From the article: Having the data aligned ensures faster access time when retrie...

winternewt · on Oct 8, 2024

I think the idea is that padding results in lower storage efficiency, which means fewer rows per page and hence lower I/O throughput. By changing the column order you can reduce the amount of padding required.

branko_d · on Oct 8, 2024

Sure, having less padding increases I/O efficiency. I was just commenting on the author's apparent confusion as to why the padding is there in the first place.

Here is the full(er) quote:

  Postgres will happily add padding to the underlying data in order to make sure it is properly aligned at the physical layer. Having the data aligned ensures faster access time when retrieving pages from disk.

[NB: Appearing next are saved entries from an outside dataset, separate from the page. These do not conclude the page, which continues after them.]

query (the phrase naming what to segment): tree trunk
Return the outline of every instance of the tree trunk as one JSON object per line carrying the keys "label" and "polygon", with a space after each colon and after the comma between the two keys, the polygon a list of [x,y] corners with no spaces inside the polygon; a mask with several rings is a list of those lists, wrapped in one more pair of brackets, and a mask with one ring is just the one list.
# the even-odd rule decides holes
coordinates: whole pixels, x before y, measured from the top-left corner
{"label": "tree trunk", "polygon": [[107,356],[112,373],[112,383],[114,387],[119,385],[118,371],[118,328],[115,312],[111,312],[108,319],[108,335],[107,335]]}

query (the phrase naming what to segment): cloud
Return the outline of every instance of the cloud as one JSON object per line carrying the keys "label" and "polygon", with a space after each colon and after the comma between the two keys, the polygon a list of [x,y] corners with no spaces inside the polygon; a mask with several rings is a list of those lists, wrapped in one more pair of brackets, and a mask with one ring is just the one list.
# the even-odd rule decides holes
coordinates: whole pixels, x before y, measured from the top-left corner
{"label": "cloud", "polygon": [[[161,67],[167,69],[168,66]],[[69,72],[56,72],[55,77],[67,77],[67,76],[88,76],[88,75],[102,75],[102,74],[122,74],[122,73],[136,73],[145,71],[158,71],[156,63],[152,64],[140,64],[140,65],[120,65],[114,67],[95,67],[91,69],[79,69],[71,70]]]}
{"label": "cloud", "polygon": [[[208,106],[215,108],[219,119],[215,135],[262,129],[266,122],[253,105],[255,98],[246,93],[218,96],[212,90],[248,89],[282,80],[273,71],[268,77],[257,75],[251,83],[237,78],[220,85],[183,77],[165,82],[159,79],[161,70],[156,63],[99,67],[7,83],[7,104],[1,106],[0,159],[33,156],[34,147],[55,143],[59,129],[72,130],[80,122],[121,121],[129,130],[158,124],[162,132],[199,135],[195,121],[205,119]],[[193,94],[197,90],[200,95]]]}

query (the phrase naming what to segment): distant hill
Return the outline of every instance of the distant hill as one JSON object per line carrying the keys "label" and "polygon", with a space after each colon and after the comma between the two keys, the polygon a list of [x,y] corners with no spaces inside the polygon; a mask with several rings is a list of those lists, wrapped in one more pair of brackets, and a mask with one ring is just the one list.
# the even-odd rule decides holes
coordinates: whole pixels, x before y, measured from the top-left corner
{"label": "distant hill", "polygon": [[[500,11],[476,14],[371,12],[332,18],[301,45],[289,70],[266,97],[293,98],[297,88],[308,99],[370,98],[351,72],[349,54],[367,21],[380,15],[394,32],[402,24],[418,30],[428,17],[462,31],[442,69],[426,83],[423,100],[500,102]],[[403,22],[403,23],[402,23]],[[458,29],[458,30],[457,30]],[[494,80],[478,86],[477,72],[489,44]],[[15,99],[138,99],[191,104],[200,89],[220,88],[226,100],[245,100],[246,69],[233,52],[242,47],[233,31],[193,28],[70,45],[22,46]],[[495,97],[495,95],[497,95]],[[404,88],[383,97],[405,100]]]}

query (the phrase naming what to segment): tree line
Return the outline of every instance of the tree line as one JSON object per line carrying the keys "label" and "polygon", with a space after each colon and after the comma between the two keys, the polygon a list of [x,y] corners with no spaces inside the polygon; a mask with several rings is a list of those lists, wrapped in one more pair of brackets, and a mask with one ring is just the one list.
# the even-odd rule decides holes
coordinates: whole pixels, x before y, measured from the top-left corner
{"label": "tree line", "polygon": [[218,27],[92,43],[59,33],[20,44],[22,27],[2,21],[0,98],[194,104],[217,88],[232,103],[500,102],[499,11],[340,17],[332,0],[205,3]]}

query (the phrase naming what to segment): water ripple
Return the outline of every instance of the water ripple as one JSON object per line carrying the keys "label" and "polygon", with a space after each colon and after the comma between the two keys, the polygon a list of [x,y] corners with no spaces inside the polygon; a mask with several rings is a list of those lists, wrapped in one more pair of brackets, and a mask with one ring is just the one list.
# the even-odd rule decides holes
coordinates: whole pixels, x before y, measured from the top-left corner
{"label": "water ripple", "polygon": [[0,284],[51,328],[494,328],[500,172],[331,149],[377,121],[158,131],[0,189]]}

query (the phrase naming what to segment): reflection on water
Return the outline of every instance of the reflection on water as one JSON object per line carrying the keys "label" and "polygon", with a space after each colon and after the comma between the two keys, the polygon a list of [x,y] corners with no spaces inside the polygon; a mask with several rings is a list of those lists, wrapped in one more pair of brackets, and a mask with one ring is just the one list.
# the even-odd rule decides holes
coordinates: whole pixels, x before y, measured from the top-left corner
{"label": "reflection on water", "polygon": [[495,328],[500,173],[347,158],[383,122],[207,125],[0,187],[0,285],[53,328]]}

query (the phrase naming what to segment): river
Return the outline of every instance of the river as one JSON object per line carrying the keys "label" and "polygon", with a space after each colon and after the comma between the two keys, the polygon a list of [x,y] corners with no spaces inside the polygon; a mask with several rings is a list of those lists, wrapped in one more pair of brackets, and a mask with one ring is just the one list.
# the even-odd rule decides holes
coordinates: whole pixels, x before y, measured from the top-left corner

This might be misunderstood as "Postgres adds padding to speed-up disk I/O", which is the opposite of what actually happens. Padding slows-down I/O but speeds-up the CPU processing afterwards.

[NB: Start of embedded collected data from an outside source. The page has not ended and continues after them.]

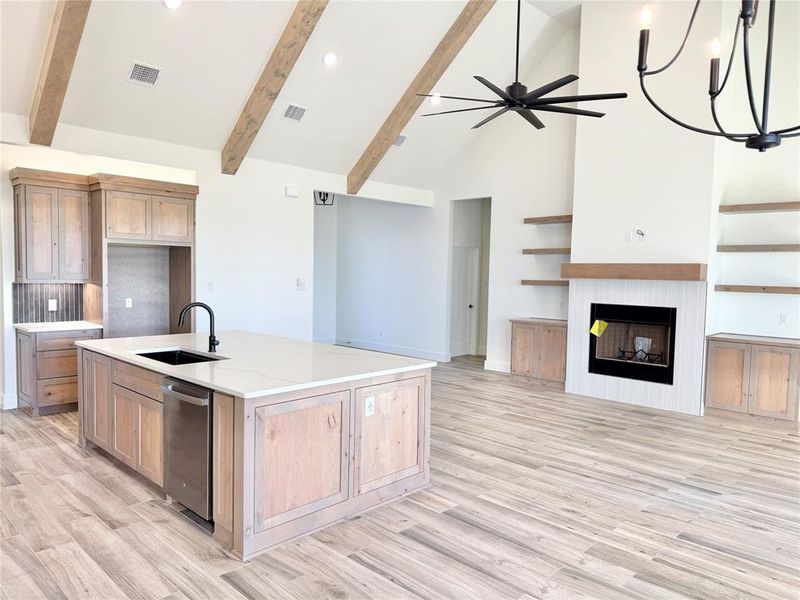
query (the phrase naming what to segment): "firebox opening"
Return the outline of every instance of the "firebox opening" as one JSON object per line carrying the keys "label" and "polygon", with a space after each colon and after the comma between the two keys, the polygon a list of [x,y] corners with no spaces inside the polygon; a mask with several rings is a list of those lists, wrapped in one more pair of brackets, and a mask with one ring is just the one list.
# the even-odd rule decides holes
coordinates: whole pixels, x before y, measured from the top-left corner
{"label": "firebox opening", "polygon": [[608,323],[602,335],[589,334],[589,372],[672,385],[675,308],[592,304],[591,326]]}

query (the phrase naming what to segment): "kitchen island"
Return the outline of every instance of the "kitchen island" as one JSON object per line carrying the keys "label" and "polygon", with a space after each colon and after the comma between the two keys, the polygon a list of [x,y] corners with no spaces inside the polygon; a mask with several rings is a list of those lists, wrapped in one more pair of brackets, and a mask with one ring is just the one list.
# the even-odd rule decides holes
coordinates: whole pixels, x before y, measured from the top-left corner
{"label": "kitchen island", "polygon": [[[435,362],[250,332],[79,341],[79,440],[163,486],[165,377],[213,391],[214,537],[248,559],[425,487]],[[172,365],[143,353],[219,360]]]}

SQLite made the opposite tradeoff.

napsterbr · on Oct 8, 2024

You are absolutely correct, the current wording causes confusion as to where the speed-up happens. Over the weekend I'll add a note and link to this thread, thanks for pointing that out.

dspillett · on Oct 8, 2024

The wording implies to me that Postgres is doing the padding for alignment to reduce IO costs which, as branko_d suggests, would do the opposite. You are reading it as the intervention of the DBA reordering columns to remove the padding will improve IO efficiency by fitting more rows into each page, which you are right would be beneficial in that way.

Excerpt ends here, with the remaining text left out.